With Valentine’s Day in the recent past and all the posts (not necessarily here) about love, intimacy and swiping right, I was reminded of an RWA session I attended years ago with Linda Howard in which she presented Desmond Morris’s 12 stages of intimacy as a means to build sexual tension in a story. It comes from his Intimate Behaviour (© 1971), which I looked to buy and couldn’t find until my good 8LW pal Kay gave me her copy a couple of years ago.
One mention in the book that I recently delved into is play-fighting as a stage of intimacy (Chapter 5: Specialized Intimacy). I’ve used that in my stories and, at the time, I didn’t consciously know it was one, or part of one. I’ve read it in other stories. At times, I’ve read it done well and others, I’ve started reading the sequence and rolled my eyes and blew past it because it was too cliché. Morris highlights the possibility that it could escalate into something that is far different from the initial idle start to the play-fighting. That’s when it gets interesting and can be useful in storytelling. Does something go a little too far, then retaliation, then pay back, facial expressions change, play-fighting changes to not playing, or into something else entirely. Is it violence or sexual foreplay?

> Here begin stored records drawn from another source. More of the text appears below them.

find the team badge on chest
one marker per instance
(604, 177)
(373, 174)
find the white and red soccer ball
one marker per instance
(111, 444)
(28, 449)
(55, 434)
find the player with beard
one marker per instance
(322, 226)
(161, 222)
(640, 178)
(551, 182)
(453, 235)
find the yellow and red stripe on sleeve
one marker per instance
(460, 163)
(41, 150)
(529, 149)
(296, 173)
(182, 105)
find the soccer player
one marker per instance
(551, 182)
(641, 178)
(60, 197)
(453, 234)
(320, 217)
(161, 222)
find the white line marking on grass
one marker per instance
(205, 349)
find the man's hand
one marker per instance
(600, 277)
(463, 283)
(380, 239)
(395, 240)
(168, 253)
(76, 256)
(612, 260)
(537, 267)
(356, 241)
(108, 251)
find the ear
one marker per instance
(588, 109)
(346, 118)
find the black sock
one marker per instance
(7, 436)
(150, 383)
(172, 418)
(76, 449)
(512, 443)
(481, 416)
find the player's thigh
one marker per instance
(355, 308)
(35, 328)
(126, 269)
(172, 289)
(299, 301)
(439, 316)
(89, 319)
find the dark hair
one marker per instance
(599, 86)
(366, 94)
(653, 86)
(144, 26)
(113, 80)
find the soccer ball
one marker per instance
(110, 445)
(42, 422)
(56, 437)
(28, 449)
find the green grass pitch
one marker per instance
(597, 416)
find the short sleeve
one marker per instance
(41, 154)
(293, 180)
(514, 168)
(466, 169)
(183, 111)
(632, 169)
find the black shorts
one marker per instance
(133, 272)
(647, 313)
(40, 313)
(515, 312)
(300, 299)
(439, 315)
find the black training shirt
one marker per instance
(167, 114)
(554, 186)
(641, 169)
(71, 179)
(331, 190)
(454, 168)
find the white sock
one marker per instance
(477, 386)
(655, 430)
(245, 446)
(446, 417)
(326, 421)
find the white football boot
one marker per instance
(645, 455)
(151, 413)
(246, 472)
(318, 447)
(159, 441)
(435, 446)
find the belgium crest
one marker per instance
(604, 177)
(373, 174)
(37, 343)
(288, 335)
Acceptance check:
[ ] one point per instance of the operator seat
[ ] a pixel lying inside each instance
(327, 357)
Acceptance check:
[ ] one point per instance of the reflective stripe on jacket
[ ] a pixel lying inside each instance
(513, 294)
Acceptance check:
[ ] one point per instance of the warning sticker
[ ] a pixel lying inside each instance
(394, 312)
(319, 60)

That’s one use of it with endless possibilities if used as a means to move the plot forward. The full list is below:
- Eye to body. This is the first step in general awareness, when one person gets a good look of someone else. It’s more than a glance that allows a person to notice the height, weight, and dress of another and registers an overall impression. A man will never approach a woman without this step and readers love it when writers get that first glimpse onto the page.
- Eye to eye. It seems to me that this should be first, but I’ll admit that The Des probably knows more about the topic than I do. He says this is the second step, but the first step of active interaction between two people.
- Voice to voice. Okay, now we’re talking. Literally.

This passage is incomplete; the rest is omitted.